Republika Burundi skompletowała panel ekspertów mających wycenić szkody, które miały przynieść rządy kolonialne. Szacuje się, że afrykańskie państwo będzie w związku z tym chciało otrzymać reparacje od Belgii i Niemiec, w wysokości około 36 miliardów euro. To nie pierwsze podobne żądania, bo wypłaty odszkodowań od Niemiec domagają się też Namibia i Tanzania.

Decyzję o rozpoczęciu przygotowań do podjęcia oficjalnych kroków wobec Belgii i Niemiec podjął senat Burundi. Zgromadził więc panel ekspertów mających ocenić szkody wyrządzone podczas kolonializmu, a następnie doradzić tamtejszemu rządowi kwotę ewentualnych odszkodowań. Na razie szacuje się, że w czasie kolonializmu Burundi miało utracić rzekomo 36 miliardów euro.

Właśnie na taką kwotę wycenia się eksploatację tamtejszych terenów przez dawne potęgi kolonialne. Dodatkowo afrykańskie państwo domaga się od Europejczyków, aby zwrócili wywiezione z niego zabytki oraz materiały archiwalne.

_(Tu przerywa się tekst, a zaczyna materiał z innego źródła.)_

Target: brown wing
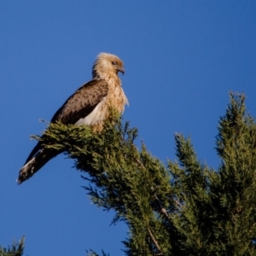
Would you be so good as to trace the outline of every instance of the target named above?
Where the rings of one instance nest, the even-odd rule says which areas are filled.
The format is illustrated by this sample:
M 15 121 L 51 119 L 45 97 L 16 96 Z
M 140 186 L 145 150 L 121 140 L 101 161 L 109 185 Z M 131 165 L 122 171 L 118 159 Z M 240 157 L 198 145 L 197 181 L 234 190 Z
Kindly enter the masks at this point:
M 82 85 L 57 110 L 51 122 L 75 124 L 90 114 L 108 94 L 108 86 L 103 79 L 94 79 Z
M 108 84 L 103 79 L 94 79 L 84 84 L 56 111 L 51 122 L 60 120 L 63 124 L 75 124 L 79 119 L 84 118 L 92 112 L 102 99 L 107 96 L 108 90 Z M 25 164 L 31 160 L 41 148 L 41 143 L 38 142 Z

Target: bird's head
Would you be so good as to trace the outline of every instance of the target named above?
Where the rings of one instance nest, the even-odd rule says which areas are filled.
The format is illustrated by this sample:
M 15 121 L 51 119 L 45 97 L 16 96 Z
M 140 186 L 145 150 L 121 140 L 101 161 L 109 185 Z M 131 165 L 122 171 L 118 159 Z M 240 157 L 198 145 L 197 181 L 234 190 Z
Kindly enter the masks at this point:
M 106 76 L 118 75 L 119 72 L 125 73 L 124 62 L 108 53 L 99 54 L 92 67 L 93 78 L 105 79 Z

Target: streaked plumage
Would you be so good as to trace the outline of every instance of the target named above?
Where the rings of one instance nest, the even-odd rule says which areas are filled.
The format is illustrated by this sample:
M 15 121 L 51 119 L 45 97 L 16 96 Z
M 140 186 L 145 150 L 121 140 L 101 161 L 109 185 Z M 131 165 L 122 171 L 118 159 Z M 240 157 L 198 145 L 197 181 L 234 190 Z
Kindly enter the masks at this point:
M 123 61 L 118 56 L 100 54 L 92 67 L 92 80 L 82 85 L 64 102 L 51 122 L 59 120 L 63 124 L 85 125 L 94 131 L 101 131 L 109 114 L 109 107 L 113 107 L 121 113 L 128 103 L 119 72 L 124 73 L 125 69 Z M 38 143 L 20 170 L 18 183 L 31 177 L 60 153 L 44 148 L 40 142 Z

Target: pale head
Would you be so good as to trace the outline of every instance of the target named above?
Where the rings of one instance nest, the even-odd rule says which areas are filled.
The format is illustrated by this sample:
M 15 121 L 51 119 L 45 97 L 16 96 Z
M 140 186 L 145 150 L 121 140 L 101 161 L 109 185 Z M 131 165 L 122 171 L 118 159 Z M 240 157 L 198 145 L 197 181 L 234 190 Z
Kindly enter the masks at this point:
M 98 55 L 93 67 L 92 77 L 94 79 L 106 79 L 106 76 L 125 73 L 124 62 L 114 55 L 101 53 Z

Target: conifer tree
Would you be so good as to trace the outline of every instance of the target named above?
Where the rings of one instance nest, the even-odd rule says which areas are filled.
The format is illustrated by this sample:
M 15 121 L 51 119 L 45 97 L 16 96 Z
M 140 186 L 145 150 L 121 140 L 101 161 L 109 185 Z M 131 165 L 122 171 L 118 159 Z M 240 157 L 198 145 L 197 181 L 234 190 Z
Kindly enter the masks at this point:
M 216 137 L 217 170 L 182 134 L 175 134 L 177 160 L 164 165 L 135 146 L 137 130 L 114 112 L 99 134 L 56 123 L 37 138 L 73 159 L 91 201 L 128 225 L 125 254 L 256 255 L 256 124 L 245 96 L 230 97 Z
M 0 256 L 22 256 L 24 251 L 24 236 L 19 242 L 13 241 L 12 246 L 7 248 L 0 246 Z

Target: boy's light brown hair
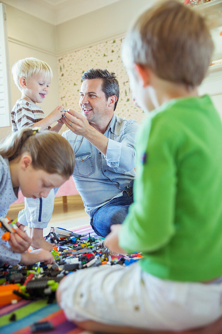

W przypadku Niemiec to kolejna próba podejmowana przez dawną kolonię tego kraju. Wcześniej Namibia odrzuciła ofertę 10 milionów euro odszkodowania za ludobójstwo popełnione przez Cesarstwo Niemieckie. Negocjacje w tej sprawie trwają już pięć lat i mają być kontynuowane. Swoje roszczenia zgłasza też od niedawna Tanzania, według której niemieckie wojsko dokonało ludobójstwa podczas tłumienia jednego z lokalnych powstań.

Burundi było niemiecką kolonią od 1890 roku do Traktatu Wersalskiego, natomiast na jego mocy trafiło pod zarząd Belgii. Podobnie było zresztą z Tanzanią, która jednakże po I wojnie światowej trafiła w ręce Wielkiej Brytanii. Namibia do 1915 roku była częścią niemieckiego imperium kolonialnego, gdy okupację jej terytoriów rozpoczął Związek Południowej Afryki.

Na podstawie: dw.com, bankier.pl.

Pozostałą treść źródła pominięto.